Tableau! Here was "Swithin" and his secretary, the one dictating, the other thumping the typewriter and both—stark naked.
"Don't mention it," broke in Mark. "Puris naturalibus is the only way to face this hellish temperature—a white man's solitary chance to get even with civilization! If there were a bathtub, a few banana trees and a fire-spitting mountain around, I would think myself in the Sandwich Islands.
"Talking of sandwiches," he added, "hustle into your tailor-mades and come out for a bite. You must be fearfully hungry—working on a day like this?"
"Swithin" didn't have to be told twice. He dashed into the adjoining room for his clothes, but returned after a little while, still en nature, and swearing like the whole Flanders army. He searched presses, drawers, nooks and corners with hands and eyes.
"Anything missing?'* mocked Mark.
"Only my duds—I bet those confounded roommates of mine—(followed a string of epithets that wouldn't look well in print) stole and pawned them, for they had neither cigarette nor lunch money this morning."
"Come to think," put in the secretary, "I saw Monsieur Hector leave with a bundle."
"My jeans, coat and vest," shrieked "Swithin," tearing his hair, while Mark writhed with laughter.
"And there were fifteen or twenty sous in an inside pocket besides," moaned "Swithin."
"I know Monsieur Hector's hang-out," said the secretary, "and if you like I will go and choke the pawn tickets out of the pair."
"Couldn't do better if you tried," opined Mark, "for no doubt by this time they have devoured the proceeds of their brigandage.
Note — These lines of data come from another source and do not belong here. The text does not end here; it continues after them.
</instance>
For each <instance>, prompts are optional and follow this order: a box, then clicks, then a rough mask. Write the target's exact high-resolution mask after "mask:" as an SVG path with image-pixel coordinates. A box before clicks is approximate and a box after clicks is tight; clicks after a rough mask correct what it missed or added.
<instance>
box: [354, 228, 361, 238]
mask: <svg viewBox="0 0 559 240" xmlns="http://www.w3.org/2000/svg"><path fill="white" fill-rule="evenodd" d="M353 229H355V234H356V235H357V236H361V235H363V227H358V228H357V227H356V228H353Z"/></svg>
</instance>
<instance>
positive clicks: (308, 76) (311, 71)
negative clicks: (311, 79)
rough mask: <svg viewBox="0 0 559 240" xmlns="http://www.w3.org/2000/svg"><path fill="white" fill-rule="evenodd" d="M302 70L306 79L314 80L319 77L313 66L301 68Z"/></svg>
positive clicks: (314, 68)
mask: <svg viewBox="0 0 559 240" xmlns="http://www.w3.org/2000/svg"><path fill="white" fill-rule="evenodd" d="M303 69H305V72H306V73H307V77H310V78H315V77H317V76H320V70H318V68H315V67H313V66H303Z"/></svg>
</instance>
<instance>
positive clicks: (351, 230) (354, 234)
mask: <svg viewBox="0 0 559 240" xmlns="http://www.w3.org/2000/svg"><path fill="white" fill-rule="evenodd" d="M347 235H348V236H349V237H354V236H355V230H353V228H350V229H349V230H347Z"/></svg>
Hurry, before they sell the tickets."
We found Hector and his brother-bandit behind a magnum of fake champagne, gourmandizing at the Dead Cat, a newly opened restaurant destined to become famous in Bohemia.
"Sure," they said, "we borrowed old Swithin's old clothes, but expected to bring them back before seven. We are now waiting for the angel who promised to relieve our financial distress, which is only momentary, of course."
They gave up the tickets willingly enough, and we repaired to Mont de Piétè in Rue Lepic.
"Mountain of Pity—a queer name for a hock shop," said Mark when I related the redemption of Swithin's clothes. "I once knew a three-hundred-pound Isaac in 'Frisco, but that is another story."